I’d been a little curious about Versu ever since it came out, and a talk I heard at GDC this year did nothing to reduce my enthusiasm. So I figured I’d try it out on the plane ride to Japan.
Unfortunately, there was a flaw in my plan: when I downloaded the game, I realized that it wouldn’t play without a network connection. Now, maybe there’s a good reason for this: maybe the game does more computation than my iPad could handle. Or maybe Linden Labs didn’t think twice about doing it that way: that’s the way they do things. Or maybe they did think twice, but they decided it was best from a maintainability/portability point of view. Or maybe they have some economic reason for doing it that way. Maybe there’s even a reason why it’s better for users, I just can’t think of one.

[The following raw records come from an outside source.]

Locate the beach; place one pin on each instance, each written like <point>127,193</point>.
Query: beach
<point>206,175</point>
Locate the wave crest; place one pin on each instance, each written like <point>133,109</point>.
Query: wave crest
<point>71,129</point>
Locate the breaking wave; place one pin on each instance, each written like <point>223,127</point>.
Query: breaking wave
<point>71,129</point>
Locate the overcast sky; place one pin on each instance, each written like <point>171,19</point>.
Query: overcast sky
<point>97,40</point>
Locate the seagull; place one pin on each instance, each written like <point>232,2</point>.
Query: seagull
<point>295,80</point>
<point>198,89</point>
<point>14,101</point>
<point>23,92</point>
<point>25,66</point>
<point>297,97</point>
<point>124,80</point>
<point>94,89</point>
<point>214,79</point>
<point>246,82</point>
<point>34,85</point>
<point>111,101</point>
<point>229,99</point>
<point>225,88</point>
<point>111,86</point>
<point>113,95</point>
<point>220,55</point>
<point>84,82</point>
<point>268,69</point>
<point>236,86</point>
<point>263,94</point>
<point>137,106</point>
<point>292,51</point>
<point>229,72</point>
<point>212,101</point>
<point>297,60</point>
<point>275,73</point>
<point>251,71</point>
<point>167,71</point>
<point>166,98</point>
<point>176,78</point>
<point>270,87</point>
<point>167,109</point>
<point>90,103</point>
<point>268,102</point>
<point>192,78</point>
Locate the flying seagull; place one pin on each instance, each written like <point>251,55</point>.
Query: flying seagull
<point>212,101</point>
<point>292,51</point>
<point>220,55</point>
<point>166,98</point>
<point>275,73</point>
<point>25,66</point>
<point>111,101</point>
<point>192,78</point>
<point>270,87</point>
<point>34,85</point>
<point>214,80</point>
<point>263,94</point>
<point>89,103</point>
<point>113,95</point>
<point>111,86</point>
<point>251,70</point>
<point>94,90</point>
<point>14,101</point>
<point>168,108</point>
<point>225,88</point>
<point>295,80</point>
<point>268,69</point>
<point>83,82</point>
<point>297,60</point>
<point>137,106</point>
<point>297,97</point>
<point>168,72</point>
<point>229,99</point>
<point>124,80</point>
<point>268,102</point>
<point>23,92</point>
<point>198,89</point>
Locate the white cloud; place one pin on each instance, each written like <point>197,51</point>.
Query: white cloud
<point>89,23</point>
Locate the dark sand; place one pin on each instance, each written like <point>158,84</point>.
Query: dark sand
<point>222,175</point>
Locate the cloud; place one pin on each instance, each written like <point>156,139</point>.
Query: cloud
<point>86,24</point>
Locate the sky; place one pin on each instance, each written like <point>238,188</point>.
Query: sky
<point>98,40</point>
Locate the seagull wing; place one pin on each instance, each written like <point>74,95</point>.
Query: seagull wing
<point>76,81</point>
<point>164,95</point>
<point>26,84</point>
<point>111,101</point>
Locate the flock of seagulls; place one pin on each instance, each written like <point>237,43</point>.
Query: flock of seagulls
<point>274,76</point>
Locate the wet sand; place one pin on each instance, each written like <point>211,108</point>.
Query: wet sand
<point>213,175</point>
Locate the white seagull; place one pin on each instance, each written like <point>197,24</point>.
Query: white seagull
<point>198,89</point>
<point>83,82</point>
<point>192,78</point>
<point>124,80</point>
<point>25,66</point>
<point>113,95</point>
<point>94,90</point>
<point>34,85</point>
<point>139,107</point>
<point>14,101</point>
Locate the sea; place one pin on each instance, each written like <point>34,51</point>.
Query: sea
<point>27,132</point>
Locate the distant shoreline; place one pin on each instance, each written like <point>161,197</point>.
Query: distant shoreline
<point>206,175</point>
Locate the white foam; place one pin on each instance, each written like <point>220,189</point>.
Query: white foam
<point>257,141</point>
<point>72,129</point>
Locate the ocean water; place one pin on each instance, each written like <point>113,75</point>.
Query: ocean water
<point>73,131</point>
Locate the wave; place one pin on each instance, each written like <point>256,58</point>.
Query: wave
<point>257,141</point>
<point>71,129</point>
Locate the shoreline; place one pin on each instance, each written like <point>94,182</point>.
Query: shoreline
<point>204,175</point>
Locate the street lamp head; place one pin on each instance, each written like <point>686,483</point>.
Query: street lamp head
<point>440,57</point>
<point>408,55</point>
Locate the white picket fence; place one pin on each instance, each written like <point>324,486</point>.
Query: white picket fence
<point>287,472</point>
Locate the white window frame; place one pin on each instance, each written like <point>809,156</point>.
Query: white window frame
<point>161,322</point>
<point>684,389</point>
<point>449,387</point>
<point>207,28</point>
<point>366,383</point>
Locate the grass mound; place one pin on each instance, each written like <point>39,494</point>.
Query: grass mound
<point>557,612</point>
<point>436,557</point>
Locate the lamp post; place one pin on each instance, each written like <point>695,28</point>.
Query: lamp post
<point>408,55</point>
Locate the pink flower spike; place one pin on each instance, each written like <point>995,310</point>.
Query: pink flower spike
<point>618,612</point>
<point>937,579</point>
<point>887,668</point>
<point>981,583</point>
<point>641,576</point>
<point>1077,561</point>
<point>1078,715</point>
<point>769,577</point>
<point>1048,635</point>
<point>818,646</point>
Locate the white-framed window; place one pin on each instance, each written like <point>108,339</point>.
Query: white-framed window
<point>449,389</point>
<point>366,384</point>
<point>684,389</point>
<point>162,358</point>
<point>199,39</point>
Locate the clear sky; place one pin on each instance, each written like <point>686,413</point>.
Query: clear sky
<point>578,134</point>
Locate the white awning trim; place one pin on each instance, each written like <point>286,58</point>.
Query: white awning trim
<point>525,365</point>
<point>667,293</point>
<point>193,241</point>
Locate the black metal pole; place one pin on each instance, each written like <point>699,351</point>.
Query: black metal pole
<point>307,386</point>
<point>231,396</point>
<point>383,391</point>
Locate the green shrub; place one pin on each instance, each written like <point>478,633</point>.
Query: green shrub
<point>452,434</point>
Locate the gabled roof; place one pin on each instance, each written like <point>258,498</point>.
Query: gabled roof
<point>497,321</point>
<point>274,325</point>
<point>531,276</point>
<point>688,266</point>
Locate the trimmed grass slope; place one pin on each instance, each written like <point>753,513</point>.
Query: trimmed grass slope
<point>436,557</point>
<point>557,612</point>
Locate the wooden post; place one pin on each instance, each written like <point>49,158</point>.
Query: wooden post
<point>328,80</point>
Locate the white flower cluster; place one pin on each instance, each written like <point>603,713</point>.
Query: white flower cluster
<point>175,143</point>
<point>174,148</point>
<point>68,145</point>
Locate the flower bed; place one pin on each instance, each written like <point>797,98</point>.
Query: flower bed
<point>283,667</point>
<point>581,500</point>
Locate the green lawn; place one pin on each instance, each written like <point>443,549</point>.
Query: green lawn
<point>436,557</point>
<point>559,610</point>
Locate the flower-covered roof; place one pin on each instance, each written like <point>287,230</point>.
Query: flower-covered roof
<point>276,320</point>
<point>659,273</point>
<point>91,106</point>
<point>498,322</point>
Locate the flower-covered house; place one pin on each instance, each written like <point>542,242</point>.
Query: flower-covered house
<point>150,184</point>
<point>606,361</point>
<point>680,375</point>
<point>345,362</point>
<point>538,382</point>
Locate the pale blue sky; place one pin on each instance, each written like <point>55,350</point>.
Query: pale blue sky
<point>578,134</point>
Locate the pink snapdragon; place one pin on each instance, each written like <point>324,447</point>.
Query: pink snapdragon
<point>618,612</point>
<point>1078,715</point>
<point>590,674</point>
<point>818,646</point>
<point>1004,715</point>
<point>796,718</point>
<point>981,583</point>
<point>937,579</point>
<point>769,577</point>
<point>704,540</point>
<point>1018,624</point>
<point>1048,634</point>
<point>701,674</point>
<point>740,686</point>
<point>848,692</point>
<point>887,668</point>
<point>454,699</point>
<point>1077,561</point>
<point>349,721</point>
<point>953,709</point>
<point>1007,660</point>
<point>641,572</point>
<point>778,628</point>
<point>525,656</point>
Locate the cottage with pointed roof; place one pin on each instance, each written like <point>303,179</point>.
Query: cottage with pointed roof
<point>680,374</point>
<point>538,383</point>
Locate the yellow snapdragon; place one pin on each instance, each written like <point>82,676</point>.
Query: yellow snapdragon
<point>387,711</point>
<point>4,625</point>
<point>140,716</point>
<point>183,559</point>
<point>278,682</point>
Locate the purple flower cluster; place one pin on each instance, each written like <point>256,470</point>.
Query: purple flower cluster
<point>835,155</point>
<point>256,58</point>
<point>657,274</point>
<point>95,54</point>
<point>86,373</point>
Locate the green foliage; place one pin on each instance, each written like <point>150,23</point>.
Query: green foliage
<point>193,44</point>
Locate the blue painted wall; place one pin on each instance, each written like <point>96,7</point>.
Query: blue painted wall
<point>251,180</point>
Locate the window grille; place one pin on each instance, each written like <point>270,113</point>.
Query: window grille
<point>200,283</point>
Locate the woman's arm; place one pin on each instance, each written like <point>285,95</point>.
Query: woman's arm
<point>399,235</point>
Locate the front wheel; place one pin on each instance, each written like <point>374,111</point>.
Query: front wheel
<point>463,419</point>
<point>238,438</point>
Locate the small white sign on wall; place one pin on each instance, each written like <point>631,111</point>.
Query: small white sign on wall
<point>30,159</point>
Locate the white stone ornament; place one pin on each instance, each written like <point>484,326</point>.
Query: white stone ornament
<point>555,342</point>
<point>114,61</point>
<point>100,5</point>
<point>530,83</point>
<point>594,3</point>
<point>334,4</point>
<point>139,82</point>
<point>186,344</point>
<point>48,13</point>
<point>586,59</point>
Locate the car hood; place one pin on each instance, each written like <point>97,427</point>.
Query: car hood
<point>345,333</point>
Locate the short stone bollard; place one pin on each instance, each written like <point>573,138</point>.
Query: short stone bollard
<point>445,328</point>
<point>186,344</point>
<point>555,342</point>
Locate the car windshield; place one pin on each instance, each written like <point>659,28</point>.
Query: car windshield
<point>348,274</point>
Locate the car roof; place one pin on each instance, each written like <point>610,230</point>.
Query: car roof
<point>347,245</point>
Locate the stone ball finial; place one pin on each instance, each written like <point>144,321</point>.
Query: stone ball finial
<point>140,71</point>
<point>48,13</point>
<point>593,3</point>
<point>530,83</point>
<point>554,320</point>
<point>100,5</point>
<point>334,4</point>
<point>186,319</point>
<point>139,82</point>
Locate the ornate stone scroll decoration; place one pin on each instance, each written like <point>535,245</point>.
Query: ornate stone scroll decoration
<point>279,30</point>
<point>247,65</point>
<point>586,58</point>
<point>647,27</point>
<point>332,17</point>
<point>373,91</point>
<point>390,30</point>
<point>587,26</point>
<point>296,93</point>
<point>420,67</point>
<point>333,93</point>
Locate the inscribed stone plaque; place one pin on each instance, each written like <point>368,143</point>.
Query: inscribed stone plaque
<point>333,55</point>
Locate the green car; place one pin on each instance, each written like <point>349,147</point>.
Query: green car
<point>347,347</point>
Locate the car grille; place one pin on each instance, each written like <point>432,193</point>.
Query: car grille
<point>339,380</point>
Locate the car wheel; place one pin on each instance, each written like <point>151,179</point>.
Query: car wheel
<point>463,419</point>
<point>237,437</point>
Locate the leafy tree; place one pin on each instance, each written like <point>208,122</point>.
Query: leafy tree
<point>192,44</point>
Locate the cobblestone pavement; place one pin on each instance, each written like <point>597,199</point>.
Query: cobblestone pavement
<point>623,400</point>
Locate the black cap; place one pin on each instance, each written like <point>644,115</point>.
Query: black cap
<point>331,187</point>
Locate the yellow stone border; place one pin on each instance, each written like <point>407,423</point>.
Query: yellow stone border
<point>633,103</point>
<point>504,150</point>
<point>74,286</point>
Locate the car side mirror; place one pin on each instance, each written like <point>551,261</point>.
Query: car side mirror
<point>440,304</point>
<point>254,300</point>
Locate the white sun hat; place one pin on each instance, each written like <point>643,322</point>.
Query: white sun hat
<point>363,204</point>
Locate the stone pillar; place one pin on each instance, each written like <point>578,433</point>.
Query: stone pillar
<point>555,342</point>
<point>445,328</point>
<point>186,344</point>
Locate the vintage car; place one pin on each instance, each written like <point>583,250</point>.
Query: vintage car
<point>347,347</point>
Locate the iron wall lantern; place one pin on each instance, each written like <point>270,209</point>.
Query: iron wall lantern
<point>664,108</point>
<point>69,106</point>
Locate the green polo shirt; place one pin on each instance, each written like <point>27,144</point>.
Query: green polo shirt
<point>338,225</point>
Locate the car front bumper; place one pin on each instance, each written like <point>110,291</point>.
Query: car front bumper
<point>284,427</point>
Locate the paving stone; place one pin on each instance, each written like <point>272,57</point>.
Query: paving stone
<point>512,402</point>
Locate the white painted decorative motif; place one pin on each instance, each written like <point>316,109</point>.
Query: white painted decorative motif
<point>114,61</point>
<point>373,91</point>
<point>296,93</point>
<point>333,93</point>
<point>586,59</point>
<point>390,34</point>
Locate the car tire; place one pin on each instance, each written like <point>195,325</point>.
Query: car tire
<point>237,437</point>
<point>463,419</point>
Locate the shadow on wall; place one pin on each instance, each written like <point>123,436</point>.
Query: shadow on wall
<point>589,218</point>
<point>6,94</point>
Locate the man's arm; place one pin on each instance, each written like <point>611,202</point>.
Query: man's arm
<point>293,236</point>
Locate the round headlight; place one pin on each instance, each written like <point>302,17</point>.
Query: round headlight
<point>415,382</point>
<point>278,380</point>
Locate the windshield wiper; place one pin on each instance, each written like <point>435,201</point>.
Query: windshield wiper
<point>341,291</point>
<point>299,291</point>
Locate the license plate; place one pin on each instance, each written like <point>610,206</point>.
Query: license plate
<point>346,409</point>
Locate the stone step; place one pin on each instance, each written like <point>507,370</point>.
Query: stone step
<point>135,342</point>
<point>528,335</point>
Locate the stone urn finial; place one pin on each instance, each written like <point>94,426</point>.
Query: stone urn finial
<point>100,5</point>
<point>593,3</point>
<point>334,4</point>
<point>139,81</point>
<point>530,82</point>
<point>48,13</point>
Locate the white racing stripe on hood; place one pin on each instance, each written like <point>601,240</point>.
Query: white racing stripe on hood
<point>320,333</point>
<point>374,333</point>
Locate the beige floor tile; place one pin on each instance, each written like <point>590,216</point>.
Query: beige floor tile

Who knows; at any rate, not what I expected. And, to be honest, I felt a little bit like I was getting my own Sim City experience. My mood wasn’t helped when, a week later, I was playing the game, and I lost half an hour of play time because it couldn’t sync with the server on one turn. (Yes, I realize that text adventures have been training me for decades to save regularly, but surely that’s a bug, not a feature, especially in iPad games?)
Server interactions aside, what did I think about Versu? I’m glad to have spent a few hours with it: I went through all four scenarios multiple times. But I can’t say I felt too satisfied after that.
Not sure what’s going on there. Maybe it felt like a tech demo? Maybe the themes of the stories didn’t work for me? Maybe I just wasn’t in the mood? Maybe the mechanics need to evolve a bit more? Maybe I prefer either explicit narrative or else sandbox mechanics, whereas this middle ground of exploring a pre-existing narrative space doesn’t work as well for me?
Hard to say; and I certainly won’t swear off playing more stories that use the Versu machinery in the future. But I won’t spend time waiting for stories more to my taste to come along, either.